CAMPAIGNERS have renewed their calls for a new inquest into the death of inspector Dr David Kelly.
Dr Kelly, of Southmoor, near Abingdon, was found dead in 2003 after being named as the source for a BBC report claiming the Government’s case for weapons of mass destruction in Iraq had been exaggerated.
The original inquest into Dr Kelly’s death at Harrowdown Hill in July 2003 was opened and adjourned, and the then-Lord Chancellor Lord Falconer ordered Oxfordshire Coroner Nicholas Gardiner to adjourn it indefinitely, saying the Hutton Inquiry would fulfil its function instead.
The inquiry said Dr Kelly’s death was suicide.
Gerrard Jonas, of Fernham near Faringdon, is renewing calls for a full inquest into his death at Oxford Coroner’s Court.
The 54-year-old is a member of the JFK (Justice For Kelly) Group, which last week put up 16 campaign signs in locations across West Oxfordshire and the Vale of White Horse, as well as 122 across southern England.
Mr Jonas said: “I just wanted to voice my support for the group. There’s a whole group of us across the country.
“We’ve been lobbying the Government for quite a number of years, trying to make headway to get him a coroner’s inquest.”

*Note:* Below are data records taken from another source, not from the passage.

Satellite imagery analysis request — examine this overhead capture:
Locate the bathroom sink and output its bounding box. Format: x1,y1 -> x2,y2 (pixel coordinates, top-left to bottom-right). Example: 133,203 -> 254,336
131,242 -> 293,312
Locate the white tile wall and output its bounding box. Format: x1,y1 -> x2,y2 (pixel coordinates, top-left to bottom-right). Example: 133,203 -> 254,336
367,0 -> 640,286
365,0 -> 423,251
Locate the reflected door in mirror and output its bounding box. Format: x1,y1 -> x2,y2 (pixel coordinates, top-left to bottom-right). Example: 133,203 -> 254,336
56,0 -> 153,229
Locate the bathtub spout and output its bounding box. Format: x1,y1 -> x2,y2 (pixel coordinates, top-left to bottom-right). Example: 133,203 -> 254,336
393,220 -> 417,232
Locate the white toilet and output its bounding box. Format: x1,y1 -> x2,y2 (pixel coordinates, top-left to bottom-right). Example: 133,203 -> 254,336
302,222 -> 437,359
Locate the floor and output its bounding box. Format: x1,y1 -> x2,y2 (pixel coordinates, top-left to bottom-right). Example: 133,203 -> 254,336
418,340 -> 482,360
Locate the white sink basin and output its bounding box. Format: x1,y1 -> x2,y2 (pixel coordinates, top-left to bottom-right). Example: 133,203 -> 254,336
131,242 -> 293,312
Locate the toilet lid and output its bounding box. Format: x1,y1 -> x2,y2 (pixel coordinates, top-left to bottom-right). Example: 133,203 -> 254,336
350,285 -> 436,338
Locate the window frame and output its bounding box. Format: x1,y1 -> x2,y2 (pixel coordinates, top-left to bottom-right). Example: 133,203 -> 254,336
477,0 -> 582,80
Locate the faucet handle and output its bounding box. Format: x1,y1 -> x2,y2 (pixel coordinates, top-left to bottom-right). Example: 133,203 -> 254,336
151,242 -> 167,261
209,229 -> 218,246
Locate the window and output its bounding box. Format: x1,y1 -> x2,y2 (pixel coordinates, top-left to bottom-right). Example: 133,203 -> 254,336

Mr Jonas, who lives six miles from where Dr Kelly is buried at St Mary’s Church in Longworth, said: “It’s coming up to the 12th anniversary of his death and it’s time they started doing something.
“In modern times not to have a coroner’s inquest is unacceptable.”
Asked if he believes there was more to Dr Kelly’s death, Mr Jonas said: “You can’t say one way or the other. There are lots of suspicions about what happened. It’s a very contentious subject.”
Current Oxfordshire Coroner Darren Salter responded to the campaign saying: “I have no authority to order a new inquest or to re-open the original inquest and I have no power to take any other judicial steps in the absence of an order from the High Court.”
Mr Jonas claimed the group had written several letters to the Attorney General asking for a new inquest, but when asked by the Oxford Mail, the Attorney General’s office said it had not yet received any.
Dr Kelly had expressed doubts about Iraq’s capability to use biological and chemical weapons within 45 minutes of being given an order. The comments appeared in a report by BBC reporter Andrew Gilligan and appeared to contradict the Labour Government’s dossier on weapons of mass destruction, which was used as the basis of a case for going to war in Iraq.
In March 2004 Mr Gardiner announced that, after considering the Hutton report, there was “no exceptional reason” for the inquest to be resumed.
In an interview with the Oxford Mail in 2012 he said: “I was never under any political pressure.
“Whatever conspiracy theories people bring forward – and I think they will be brought forward forever – I don’t think I would have done anything differently.”